Barbie Brigate Rosse
Barbie Brigate Rosse: l’accostamento fatto dalla studentessa di Trento è inconciliabile. Difficile che da tale abbinamento possa uscire qualcosa di pericoloso

Barbie Brigate Rosse
Barbie Brigate Rosse: l’accostamento fatto dalla studentessa di Trento è inconciliabile. Difficile che da tale abbinamento possa uscire qualcosa di pericoloso
Barbie Brigate Rosse
Barbie Brigate Rosse: l’accostamento fatto dalla studentessa di Trento è inconciliabile. Difficile che da tale abbinamento possa uscire qualcosa di pericoloso
Tutti conoscono la bambola Barbie – di cui si è venduto oltre un miliardo di esemplari in più di cento Paesi – e il personaggio che da essa ha preso vita in canzoni, film e persino in un quadro di Warhol. Tutti gli italiani conoscono (o credono di conoscere) le Brigate Rosse, gruppo clandestino nato all’inizio degli anni Settanta che praticò la lotta armata fino alla fine degli Ottanta, poi rinato per breve tempo a cavallo tra i Novanta e i Duemila e da allora estintosi. C’è oggi una studentessa di Trento che ha pensato male di mettere insieme la Barbie e le Br, postando foto su Instagram con riferimenti a entrambi i soggetti, comprese macabre allusioni alla fine di Aldo Moro. Sono giustamente fioccate critiche e proteste, la giovane si è dimessa dal Consiglio studentesco universitario di cui faceva parte, lamentandosi dell’attenzione ricevuta, ma non facendo adeguata chiarezza sul perché di quelle immagini.
Siamo di fronte a una sciocchezza fatta da una singola persona o a un rigurgito di terrorismo in forme nuove, come qualcuno apertamente paventa sui giornali e in ambienti politici? La Barbie e le Brigate Rosse sono una stranissima coppia. A dimostrarlo, basti un confronto tra la canzone “Barbie Girl”e una lettera scritta ai genitori da Margherita Cagol, una ragazza che all’età di 25 anni fondò le Brigate Rosse insieme a Renato Curcio e ad Alberto Franceschini, morta nel 1975 durante un’irruzione dei carabinieri in una cascina in cui lei e i suoi compagni tenevano sequestrato un ostaggio.

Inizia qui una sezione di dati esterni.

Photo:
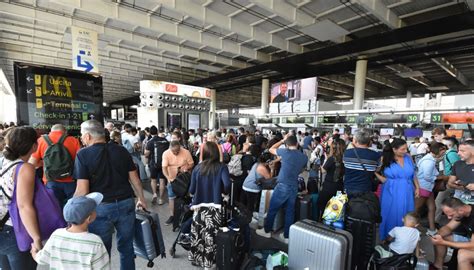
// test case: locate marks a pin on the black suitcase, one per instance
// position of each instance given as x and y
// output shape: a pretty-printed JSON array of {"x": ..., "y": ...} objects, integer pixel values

«I’m a Barbie girl, in a Barbie world. Life in plastic, it’s fantastic! You can brush my hair, undress me everywhere. Imagination, life is your creation. Come on Barbie, let’s go party!» sono le parole intorno alle quali è strutturata la canzone. Coerenti con l’ispirazione della creatrice della bambola, Ruth Handler, che volle dare a Barbie l’aspetto di una donna adulta consumista, «di bell’aspetto ma priva di spessore e sostanzialmente stupida» (Wikipedia), diversamente dalle bambole tradizionali. Insomma, la quintessenza del primato del privato sul politico o della frivolezza, se si vuole. La negazione del femminismo, anche.
Come vedeva sé stessa Cagol? Veniva da un paesino in provincia di Trento, da una famiglia piccolo-borghese e religiosa, si era diplomata in ragioneria ed era un’ottima chitarrista classica. Iscrittasi all’Università di Trento, rimase folgorata dagli ideali rivoluzionari che gli studenti stavano abbracciando e diffondendo, così cambiò vita. Si trasferì a Milano e da lì spiegò ai suoi genitori: «Ora tocca a me e ai tanti compagni che vogliono combattere questo potere borghese ormai marcio (…) grazie a voi sono cresciuta istruita, intelligente e soprattutto forte (…) la storia mi dà ragione (…) Milano che in un primo momento mi è parsa luminosa, piena di attrattive, mi appare sempre di più un mostro feroce che divora tutto ciò che di naturale, di umano e di essenziale c’è nella vita (…) violenta ogni minuto tutti noi togliendoci ogni cosa che possa in qualche modo emanciparci o farci sentire veramente quello che siamo (…) ci reprime (…) ci manipola nei bisogni, nell’informazione (…) tutto ciò che è possibile fare per combattere questo sistema è dovere farlo, perché questo io credo sia il senso profondo della nostra vita».
Difficile che da un abbinamento tra Barbie e Brigate Rosse possa uscire qualcosa di consistente e pericoloso. Ultimamente negli atenei non sono mancati episodi di prepotenze e intimidazioni di cui preoccuparsi, ma riguardano altre storie.